Scientists search for sustainable solutions to stop the fall armyworm

United Kingdom

Scientists in Britain are hoping to find a sustainable way to stop the march of the voracious fall armyworm caterpillar without using pesticides.

The crop-chomping pest has wrought havoc in Africa and is now threatening millions of farmers in Asia after the first reported infestation of it in India.

A female fall armyworm moth can lays up to 1,000 eggs in her lifetime, targeting maize, sorghum or millet but can feed on 80 different crops, including rice, vegetables, groundnuts and cotton.

“It’s a really serious threat,” Toby Bruce, Professor of Insect Chemical Ecology at Keele University told Reuters.

“It could cause 20 to 50 percent crop losses of the maize crop which is the main subsistence serial crop which the farmers and the population in general are relying on for their food supply,” Bruce said.

Bruce is collaborating with the International Centre of Insect Physiology and Ecology (icipe) in Kenya to develop a novel pest management system which fights ‘nature with nature’, without using expensive pesticides.

“We’re looking at the crop variety seeing if we can get more resistant crops,” Bruce said.

The team are also hoping to identify the pests’ natural enemies and the plants they are most attracted to.

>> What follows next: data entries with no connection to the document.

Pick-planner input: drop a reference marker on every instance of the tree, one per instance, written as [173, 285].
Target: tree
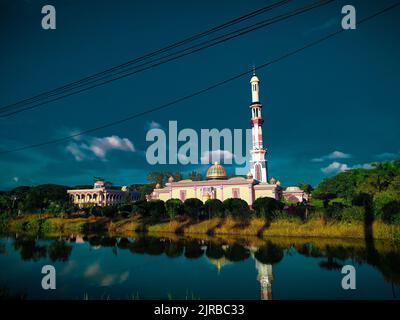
[155, 177]
[236, 208]
[195, 176]
[156, 208]
[265, 207]
[307, 188]
[214, 208]
[174, 207]
[193, 207]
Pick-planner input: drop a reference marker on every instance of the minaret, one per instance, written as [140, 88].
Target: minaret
[258, 164]
[264, 276]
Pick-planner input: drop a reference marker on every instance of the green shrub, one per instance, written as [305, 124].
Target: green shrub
[174, 207]
[108, 211]
[4, 220]
[265, 207]
[334, 211]
[125, 210]
[96, 211]
[156, 208]
[362, 199]
[381, 199]
[352, 214]
[316, 213]
[34, 225]
[283, 215]
[391, 212]
[140, 207]
[340, 201]
[236, 208]
[214, 208]
[193, 207]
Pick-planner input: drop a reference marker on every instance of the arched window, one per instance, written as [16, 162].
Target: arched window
[258, 172]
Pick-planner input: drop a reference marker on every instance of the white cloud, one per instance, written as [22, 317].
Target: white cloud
[217, 155]
[388, 155]
[333, 155]
[153, 125]
[99, 147]
[336, 167]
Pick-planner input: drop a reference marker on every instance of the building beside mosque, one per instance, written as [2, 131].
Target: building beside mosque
[218, 186]
[101, 195]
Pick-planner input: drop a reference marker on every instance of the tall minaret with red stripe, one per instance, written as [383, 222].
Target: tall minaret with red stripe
[258, 164]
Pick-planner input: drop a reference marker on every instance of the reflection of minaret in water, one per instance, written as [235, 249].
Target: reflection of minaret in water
[265, 278]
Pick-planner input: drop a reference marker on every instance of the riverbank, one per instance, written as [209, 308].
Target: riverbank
[48, 224]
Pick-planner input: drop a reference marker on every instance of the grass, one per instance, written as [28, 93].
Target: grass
[216, 226]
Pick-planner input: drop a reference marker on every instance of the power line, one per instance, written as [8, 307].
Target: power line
[166, 105]
[183, 52]
[155, 53]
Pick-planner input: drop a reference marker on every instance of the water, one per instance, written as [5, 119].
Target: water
[172, 267]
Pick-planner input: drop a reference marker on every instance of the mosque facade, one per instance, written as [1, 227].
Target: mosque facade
[218, 186]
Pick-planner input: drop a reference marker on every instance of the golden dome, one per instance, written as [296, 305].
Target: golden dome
[216, 171]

“When the plant is attacked by the caterpillars then it releases a different smell and that’s something which we’re very interested in because these natural enemies they use that as a foraging cue. So they are tuned in to the smell of that. So they use those odours for finding their prey and we want to improve that so that we can have varieties that are better at attracting these natural enemies and increasing the biological control that way,” Bruce said.

The team are trialling a novel bait station designed to use natural alternatives to chemical killing agents.

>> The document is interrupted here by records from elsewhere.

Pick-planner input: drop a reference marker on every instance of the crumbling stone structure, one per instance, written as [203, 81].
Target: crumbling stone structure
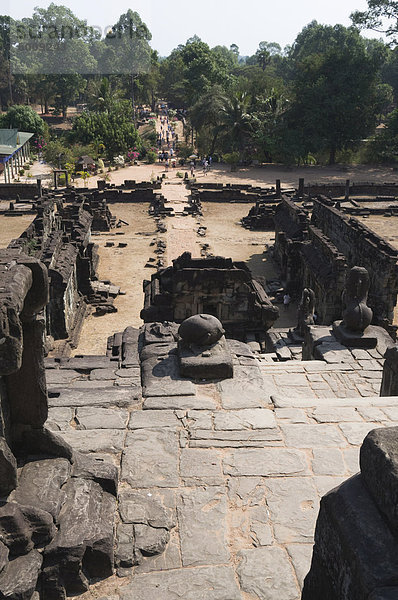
[60, 236]
[57, 510]
[356, 540]
[241, 193]
[215, 286]
[316, 252]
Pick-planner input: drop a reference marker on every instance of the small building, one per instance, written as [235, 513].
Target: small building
[216, 286]
[14, 152]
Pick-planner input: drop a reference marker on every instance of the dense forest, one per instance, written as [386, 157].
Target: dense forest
[330, 96]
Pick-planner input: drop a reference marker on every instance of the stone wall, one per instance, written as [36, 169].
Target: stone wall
[25, 191]
[291, 229]
[323, 269]
[317, 252]
[214, 286]
[337, 190]
[60, 236]
[57, 509]
[362, 247]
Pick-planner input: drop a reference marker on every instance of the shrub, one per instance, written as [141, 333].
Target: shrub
[151, 157]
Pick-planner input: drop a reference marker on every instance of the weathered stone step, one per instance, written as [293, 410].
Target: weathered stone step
[84, 541]
[311, 402]
[296, 366]
[107, 396]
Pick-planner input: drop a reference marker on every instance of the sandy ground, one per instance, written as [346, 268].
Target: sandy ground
[125, 267]
[265, 176]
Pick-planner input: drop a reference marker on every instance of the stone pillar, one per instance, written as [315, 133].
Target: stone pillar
[27, 387]
[389, 385]
[301, 187]
[347, 190]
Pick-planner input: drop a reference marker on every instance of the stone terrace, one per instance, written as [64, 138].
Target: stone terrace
[229, 474]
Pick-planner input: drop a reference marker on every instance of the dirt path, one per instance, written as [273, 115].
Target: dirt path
[181, 236]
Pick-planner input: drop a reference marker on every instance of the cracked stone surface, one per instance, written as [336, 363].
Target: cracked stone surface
[224, 479]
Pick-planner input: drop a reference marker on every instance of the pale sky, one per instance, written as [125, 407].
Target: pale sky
[217, 22]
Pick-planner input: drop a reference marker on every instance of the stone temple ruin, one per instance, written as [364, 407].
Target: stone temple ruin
[188, 460]
[211, 285]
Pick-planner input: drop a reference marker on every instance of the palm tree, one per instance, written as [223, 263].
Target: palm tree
[237, 121]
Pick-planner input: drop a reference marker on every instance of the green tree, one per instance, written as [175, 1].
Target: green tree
[6, 95]
[383, 147]
[58, 155]
[23, 118]
[381, 16]
[113, 128]
[334, 81]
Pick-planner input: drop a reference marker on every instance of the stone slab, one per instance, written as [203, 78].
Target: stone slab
[350, 524]
[101, 418]
[334, 414]
[333, 353]
[95, 440]
[357, 432]
[161, 377]
[151, 459]
[153, 506]
[205, 363]
[18, 579]
[301, 555]
[328, 461]
[87, 363]
[293, 504]
[202, 524]
[103, 374]
[245, 390]
[312, 436]
[59, 418]
[245, 419]
[153, 419]
[266, 462]
[40, 484]
[379, 459]
[61, 376]
[312, 402]
[180, 403]
[109, 396]
[201, 467]
[266, 574]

“Anything that will kill an insect is referred to as a killing agent but the key difference is that it’s not a synthetic pesticide and it’s not being sprayed to the whole crop. It’s a very targeted solution so the chances of it actually coming into contact with a beneficial insects is a lot smaller that if you were to spray an entire crop with a synthetic pesticide,” said Dr Joe Roberts, a Insect Chemical Ecology researcher.

In Africa, the United Nations Food and Agriculture Organisation (FAO) field schools have trained thousands of farmers how to crush the pest by hand and curb its spread with bio-pesticides made from plants like neem and tobacco or by using natural predators like ants.

Other remedies include applying ash, lime, sand or soil to infested plant parts.